March 26, 2019//SecureLink

When you think about providing remote access to your network, VPNs and desktop sharing are the two most frequently used methods. VPNs are great for allowing access to local resources, but they present challenges for access for third-party vendors. Similarly, desktop sharing tools like WebEx and GoToMyPC provide remote access for end-users, they also create challenges for remote vendor access. Desktop sharing tools lack the stringent security controls required by highly regulated industries, like healthcare, legal, retail, and finance.

Here are some ways in which VPNs and desktop sharing can hinder your business processes:

  1. VPNs are one of the most common ways hackers enter networks: The more servers, applications, and network equipment that your third-party vendors can access, the more you have at risk. But with a VPN, they can access it all. One of the easiest, most common, ways a malicious hacker enters a network is through a third-party connection—in fact, 59% of all companies have experienced third-party data breaches. Deploying a VPN for your third-party vendors is essentially an open invitation for hackers to enter your network.
  2. There’s no third-party vendor accountability: VPNs don’t offer a granular audit function, so you can’t monitor and record every movement of every person utilizing the VPN, making the VPN an ideal place for hackers to enter your network. And without access to historical information, in the event of a breach due to a third-party vendor, you can’t prove which third-party created the issue.
  3. You can’t create or enforce policies to protect your credentials: Third-party vendors can have numerous practices that you can’t control – practices that create many opportunities for malicious hackers to enter your network, such as sharing credentials with other workers or reusing weak passwords from personal accounts that are easily hacked or exploited. And the threat is very real: 62% of network intrusions involve compromised credentials.
  4. The more secure your VPN is, the less productive your workforce is: While VPNs increase security, connection speeds and application performance can decrease due to a variety of factors. It takes time for VPNs to encrypt the data—and the higher the level of encryption you use, the more time it will take. And other factors, such as server location and server bandwidth, can also reduce speed. The result can be slow application performance or even lack of application access, impacting workforce productivity and customer service quality.
  5. High support costs of VPNs increase the cost of doing business: With VPNs, there’s no centralized remote management. So, without the ability to deploy, monitor and manage all of your connections from a remote location, your support personnel will spend a lot of time supporting the VPN. In addition, third-party vendors may frequently lack the in-house technical support to help with everything from initial setup to everyday issues. You might even need additional resources at your help desks to assist users.
  6. Desktop sharing authentication is minimal: Desktop sharing tools are great for collaboration, but they allow employees to surrender control of their desktop with minimal authentication.
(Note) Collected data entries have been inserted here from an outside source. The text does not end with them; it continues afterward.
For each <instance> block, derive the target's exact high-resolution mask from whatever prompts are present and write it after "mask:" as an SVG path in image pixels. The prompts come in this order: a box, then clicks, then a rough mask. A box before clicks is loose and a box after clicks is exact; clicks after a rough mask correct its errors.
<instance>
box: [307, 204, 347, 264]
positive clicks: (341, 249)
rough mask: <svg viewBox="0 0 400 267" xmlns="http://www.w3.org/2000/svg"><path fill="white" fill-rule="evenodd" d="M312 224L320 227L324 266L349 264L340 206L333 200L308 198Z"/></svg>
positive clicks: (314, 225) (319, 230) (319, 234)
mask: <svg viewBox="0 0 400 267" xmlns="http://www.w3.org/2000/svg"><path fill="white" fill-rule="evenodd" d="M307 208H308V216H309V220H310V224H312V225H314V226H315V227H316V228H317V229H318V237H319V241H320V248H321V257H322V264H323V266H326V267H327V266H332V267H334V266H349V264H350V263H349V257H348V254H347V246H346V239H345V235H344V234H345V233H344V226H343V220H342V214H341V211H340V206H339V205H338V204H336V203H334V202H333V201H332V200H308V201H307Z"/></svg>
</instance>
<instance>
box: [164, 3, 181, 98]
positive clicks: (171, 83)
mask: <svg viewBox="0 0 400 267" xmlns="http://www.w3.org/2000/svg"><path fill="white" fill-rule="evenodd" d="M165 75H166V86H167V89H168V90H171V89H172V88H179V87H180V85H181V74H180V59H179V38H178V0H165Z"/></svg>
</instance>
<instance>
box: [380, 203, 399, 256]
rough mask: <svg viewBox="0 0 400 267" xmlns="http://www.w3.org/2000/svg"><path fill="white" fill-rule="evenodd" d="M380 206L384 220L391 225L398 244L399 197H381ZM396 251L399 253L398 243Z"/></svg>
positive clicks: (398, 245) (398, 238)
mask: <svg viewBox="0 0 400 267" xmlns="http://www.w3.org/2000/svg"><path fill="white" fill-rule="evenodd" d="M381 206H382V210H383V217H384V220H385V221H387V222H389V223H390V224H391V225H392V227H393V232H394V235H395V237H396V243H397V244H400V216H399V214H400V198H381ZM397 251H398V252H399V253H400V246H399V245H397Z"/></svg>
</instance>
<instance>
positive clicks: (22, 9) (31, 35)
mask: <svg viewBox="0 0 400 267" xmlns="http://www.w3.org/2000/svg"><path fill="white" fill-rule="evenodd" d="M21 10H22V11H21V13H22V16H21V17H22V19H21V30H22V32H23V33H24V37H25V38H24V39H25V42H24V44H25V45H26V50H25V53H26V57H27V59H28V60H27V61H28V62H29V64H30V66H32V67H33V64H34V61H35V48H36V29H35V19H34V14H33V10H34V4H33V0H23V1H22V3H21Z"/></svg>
Worse, when it comes to third-party access, these tools may force vendors to bypass their own authentication structure.
  7. Desktop sharing does not provide strict access control: Desktop sharing does not provide the necessary support to limit access to web servers, databases, and business applications. This creates network vulnerabilities that can be exploited by hackers.
  8. Desktop sharing does not require sessions to be recorded: While most desktop sharing tools allow sessions to be recorded, this is rarely enabled. To be secure, these sessions should be recorded and include a complete list of activities of each individual participant.
  9. Desktop sharing has a limited audit trail:  To ensure compliance and accountability, audits should include details of files transferred, chats, session recordings, attendees, and other contextual information.